The effective interest rate on newly drawn mortgages edged down to 4.03% from 4.10%. Consumer credit net borrowing dipped slightly to GBP1.9 billion from GBP2.0 billion, though it remained above the recent six-month average.
These figures follow earlier data from Nationwide Building Society, which showed UK annual house price growth accelerating to 3.0% in April from 2.2% in March, ahead of expectations for an unchanged reading.
On a monthly basis, prices rose 0.4%, slowing from 0.9% in March but defying forecasts for a 0.3% fall. The average UK house price increased to GBP278,880 from GBP277,186.
Nationwide said the housing market continues to regain momentum following a slowdown at the turn of the year, despite wider economic uncertainty linked to the Middle East conflict.
In the FTSE 100, Pearson and NatWest traded at opposite ends of the index after their respective updates.
Pearson rose 2.3% after backing its 2026 guidance, as growth in virtual learning drove first-quarter performance.
Chief Executive Omar Abbosh said: "We have had an encouraging start to the year, with a good performance in line with our expectations and continued progress against our strategy...We remain confident in the momentum we are seeing for 2026."
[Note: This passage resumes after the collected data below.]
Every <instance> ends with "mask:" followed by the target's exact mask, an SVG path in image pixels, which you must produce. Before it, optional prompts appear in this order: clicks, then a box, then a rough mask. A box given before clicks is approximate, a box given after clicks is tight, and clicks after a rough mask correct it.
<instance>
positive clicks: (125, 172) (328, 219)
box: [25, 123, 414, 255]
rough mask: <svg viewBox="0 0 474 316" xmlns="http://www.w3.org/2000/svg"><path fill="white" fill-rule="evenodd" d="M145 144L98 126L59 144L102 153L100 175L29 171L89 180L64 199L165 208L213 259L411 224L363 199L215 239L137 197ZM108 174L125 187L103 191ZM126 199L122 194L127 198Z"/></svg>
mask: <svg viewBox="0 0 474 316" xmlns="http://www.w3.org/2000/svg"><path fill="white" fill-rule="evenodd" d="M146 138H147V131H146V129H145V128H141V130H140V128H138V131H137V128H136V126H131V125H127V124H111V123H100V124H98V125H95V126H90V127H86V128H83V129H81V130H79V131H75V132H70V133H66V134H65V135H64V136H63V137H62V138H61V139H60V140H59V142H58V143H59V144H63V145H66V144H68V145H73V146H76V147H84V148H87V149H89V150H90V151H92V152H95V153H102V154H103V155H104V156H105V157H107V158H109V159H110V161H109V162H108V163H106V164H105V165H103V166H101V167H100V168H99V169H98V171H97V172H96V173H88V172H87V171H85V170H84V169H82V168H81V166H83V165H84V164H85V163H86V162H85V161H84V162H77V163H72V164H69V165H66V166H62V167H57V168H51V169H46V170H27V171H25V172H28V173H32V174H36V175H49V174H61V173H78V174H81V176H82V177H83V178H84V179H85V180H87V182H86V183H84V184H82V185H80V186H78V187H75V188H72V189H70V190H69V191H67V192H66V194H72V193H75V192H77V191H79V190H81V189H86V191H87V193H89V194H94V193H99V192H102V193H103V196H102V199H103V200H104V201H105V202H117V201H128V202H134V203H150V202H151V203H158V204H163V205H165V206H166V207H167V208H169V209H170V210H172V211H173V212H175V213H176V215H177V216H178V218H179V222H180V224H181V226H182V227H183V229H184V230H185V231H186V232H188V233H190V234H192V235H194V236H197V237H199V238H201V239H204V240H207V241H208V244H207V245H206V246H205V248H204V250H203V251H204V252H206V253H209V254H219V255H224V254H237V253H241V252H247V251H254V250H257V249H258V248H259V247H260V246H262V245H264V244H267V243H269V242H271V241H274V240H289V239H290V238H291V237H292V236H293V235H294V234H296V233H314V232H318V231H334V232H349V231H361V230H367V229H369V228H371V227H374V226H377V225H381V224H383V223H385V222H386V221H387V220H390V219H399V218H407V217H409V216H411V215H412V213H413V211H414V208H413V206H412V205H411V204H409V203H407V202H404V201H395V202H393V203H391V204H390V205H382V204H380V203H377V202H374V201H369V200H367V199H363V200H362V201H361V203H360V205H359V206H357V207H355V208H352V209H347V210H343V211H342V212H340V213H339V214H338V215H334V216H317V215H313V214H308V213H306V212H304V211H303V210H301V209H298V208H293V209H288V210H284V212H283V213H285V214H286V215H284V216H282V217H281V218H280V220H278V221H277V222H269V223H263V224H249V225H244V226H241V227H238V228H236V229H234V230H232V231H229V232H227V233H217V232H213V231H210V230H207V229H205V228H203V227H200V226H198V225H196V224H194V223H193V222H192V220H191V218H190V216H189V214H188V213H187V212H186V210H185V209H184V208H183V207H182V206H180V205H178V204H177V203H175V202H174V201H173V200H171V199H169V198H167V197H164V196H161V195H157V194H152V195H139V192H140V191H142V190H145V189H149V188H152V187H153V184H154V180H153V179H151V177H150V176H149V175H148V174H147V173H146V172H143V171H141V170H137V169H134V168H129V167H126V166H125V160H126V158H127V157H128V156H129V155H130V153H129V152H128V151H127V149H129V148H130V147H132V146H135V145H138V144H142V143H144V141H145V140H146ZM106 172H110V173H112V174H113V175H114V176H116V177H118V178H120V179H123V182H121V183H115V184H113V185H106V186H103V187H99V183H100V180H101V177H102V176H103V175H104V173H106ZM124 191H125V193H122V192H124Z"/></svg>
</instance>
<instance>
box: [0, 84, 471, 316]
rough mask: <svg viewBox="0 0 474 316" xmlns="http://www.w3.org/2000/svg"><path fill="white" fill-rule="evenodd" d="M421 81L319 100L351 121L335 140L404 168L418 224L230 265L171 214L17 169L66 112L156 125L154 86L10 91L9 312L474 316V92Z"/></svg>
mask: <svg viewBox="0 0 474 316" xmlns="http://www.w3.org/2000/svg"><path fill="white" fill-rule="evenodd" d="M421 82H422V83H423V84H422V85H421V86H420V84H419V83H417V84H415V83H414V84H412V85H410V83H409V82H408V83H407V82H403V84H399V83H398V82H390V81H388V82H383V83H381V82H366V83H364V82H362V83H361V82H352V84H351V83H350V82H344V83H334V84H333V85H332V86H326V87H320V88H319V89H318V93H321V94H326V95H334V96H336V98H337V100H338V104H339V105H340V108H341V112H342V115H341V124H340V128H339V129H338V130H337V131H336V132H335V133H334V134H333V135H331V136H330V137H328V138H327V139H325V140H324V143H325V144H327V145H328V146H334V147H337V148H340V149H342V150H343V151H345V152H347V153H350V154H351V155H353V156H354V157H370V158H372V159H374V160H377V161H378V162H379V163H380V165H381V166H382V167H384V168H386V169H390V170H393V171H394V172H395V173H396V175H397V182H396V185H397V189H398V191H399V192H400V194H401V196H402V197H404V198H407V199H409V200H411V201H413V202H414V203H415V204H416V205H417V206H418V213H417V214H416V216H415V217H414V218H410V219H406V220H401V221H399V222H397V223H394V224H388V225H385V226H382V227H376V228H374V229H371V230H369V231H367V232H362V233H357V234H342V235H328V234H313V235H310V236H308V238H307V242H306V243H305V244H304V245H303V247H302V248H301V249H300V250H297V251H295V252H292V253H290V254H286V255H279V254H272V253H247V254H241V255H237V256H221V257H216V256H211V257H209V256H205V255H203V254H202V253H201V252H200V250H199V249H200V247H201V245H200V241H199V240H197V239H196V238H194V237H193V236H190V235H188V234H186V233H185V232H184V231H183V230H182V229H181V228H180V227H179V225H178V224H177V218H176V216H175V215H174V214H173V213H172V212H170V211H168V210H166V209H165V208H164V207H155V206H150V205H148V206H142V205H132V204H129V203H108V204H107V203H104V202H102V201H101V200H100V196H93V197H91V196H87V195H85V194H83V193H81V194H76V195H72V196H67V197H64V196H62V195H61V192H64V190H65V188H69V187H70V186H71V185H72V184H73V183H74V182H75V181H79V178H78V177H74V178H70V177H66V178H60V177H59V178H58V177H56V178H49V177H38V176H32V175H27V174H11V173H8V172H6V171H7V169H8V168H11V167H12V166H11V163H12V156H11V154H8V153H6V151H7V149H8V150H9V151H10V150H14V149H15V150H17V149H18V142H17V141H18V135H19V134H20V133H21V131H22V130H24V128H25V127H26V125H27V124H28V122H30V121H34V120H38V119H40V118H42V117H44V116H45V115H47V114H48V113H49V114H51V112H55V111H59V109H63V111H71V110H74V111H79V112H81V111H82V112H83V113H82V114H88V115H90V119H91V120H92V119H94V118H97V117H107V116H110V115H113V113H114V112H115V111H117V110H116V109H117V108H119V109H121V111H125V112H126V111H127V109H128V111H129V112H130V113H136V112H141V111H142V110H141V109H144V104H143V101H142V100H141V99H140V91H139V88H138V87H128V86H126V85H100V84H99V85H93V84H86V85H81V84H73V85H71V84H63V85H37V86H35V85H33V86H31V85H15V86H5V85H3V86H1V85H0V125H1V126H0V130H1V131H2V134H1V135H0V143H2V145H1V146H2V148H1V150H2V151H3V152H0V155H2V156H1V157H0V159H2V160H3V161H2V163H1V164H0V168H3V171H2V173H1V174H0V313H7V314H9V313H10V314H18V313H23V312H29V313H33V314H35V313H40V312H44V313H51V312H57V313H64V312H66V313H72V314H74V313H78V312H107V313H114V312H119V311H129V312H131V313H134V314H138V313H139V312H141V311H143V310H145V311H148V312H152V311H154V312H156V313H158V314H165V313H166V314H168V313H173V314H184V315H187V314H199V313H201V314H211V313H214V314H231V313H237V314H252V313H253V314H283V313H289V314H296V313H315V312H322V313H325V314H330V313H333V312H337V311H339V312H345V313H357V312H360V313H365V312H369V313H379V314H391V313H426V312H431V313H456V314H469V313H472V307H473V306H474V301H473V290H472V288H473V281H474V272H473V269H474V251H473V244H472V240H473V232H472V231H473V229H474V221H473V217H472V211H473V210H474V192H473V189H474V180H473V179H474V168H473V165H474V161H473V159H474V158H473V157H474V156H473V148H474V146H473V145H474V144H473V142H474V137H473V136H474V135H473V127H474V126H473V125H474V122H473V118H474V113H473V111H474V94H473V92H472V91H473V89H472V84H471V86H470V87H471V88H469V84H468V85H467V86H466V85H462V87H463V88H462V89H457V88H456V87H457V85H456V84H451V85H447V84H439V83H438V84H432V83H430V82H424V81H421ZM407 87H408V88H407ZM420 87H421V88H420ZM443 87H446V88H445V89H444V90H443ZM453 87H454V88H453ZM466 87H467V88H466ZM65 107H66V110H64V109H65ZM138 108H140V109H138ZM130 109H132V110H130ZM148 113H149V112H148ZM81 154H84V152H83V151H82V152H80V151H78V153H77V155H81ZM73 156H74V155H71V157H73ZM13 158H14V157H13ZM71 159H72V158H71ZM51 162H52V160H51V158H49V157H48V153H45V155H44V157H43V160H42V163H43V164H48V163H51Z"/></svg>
NatWest fell 4.2% despite reporting higher first-quarter profit, as investors focused on a softer-than-expected outlook for income.
The Edinburgh-based lender said pretax profit rose 12% to GBP2.03 billion from GBP1.81 billion a year earlier, as total income increased 9.5% to GBP4.36 billion and net interest income climbed 12% to GBP3.39 billion.
However, NatWest said it expects 2026 income to be at the top end of its GBP17.2 billion to GBP17.6 billion range, below market expectations. It maintained other guidance and highlighted continued cost savings and strong customer activity.
The bank noted that strong lending and deposit growth were partially offset by a GBP1.8 billion reduction in assets under management and administration, driven by negative market movements. Net inflows of GBP900 million were recorded, with around 23,000 new investors joining during the quarter.
United Utilities was down 2.8%, giving back recent gains after confirming the outcome of its GBP800 million equity raise and facing a broker downgrade.
The water utility said its placing, retail offer and subscription raised around GBP800 million to fund its expanded investment programme.
Citigroup lowered both United Utilities and peer Severn Trent, which fell 3.3%, to 'neutral' from 'buy'.
Among smaller caps, Georgina Energy dropped 20% after raising GBP1 million through a placing of 37.0 million shares at 2.7p each.
GenIP fell 36% after raising GBP350,000 in a placing of 5.0 million shares at 7p each, while ADM Energy lost 14% after raising GBP375,000 gross in a placing and subscription.
Shield Therapeutics declined 14% after providing a first-quarter trading update and announcing that its chief financial officer will step down in June.
The pharmaceutical firm said group net revenue rose to USD18 million from USD7 million a year earlier, with Ebit turning positive at around USD2.5 million from around USD4.4 million, supported by milestone income and strong ACCRUFeR sales.
However, new prior authorisation requirements under New York Medicaid are expected to weigh on sales.
Stocks in New York were called mixed ahead of the open. The Dow Jones Industrial Average was called up 0.2%, the S&P 500 up 0.1%, and the Nasdaq Composite down 0.1%.
The yield on the US 10-year Treasury was quoted at 4.39%, slightly higher than 4.38%. The yield on the US 30-year Treasury was 4.98%, unchanged from Thursday.
Gold was quoted at USD4,567.93 an ounce at midday Friday, down from USD4,616.72 on Thursday.
Still to come on Friday's economic calendar are US manufacturing PMI and ISM manufacturing PMI figures.